RogerBW's Blog

The Left Hand of Darkness, Ursula K. LeGuin 27 February 2017

1969 Hugo- and Nebula-award-winning science fiction. Genly Ai is a human emissary to the world of Winter, sent to bring it into star-travelling civilisation. The natives change gender as part of their life cycle. And this is a problem for him.

This is a book I've always found tough going, but not for the bits most people do. Other readers have reported bogging down in the legends, but I really liked them and could have done with more; it's the core story that dragged for me, as the native lord Estraven slowly, slowly breaks down Genly Ai's preoccupation with the gender binary. Yes, I get the message, you can stop pounding it in now, especially since you've contrived this entire situation just to make your Message the inevitably right answer. (This is, in fact, the best way to get me to change my views away from the author's favoured attitude; I get stubborn.)

Much like 1965's Dune, there's precious little science in this science fiction. If the gender changing were explained as magic rather than hormones it wouldn't make any difference to the story.

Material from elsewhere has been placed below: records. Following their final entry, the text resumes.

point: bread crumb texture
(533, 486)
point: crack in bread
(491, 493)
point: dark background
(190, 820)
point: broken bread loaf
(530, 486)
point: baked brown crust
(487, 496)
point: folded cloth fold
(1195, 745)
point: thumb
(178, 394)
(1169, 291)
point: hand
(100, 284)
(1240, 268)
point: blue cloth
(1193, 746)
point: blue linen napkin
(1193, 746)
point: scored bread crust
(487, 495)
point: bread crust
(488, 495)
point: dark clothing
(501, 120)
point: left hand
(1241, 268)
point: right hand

However, for a supposedly feminist book this is chock full of what we'd now call gender essentialism: any female anywhere will interact with the world this way, any male anywhere will do it that way, and culture, even the enlightened culture of galactic civilisation, is irrelevant: it's all pre-determined. "A man wants his virility regarded, a woman wants her femininity appreciated, however indirect and subtle the indications of regard and appreciation." And the only possible way to get away from that is to be a sex-changing alien!

In 1969, soft science fiction was a new and growing trend within SF; books that suggested that the Big Interstellar Polity (probably an empire) might have something to learn from the natives were unusual; books that suggested that people might be impermanently-gendered but still people were un-heard-of. These things are all now embedded in our mental and cultural lexica, in large part because of the success and popularity of this book, but as a result a book that rests so heavily on presenting them as a new idea tends in my mind to flop a bit.

Reread for Neil Bowers' Hugo-Nebula Joint Winners Reread.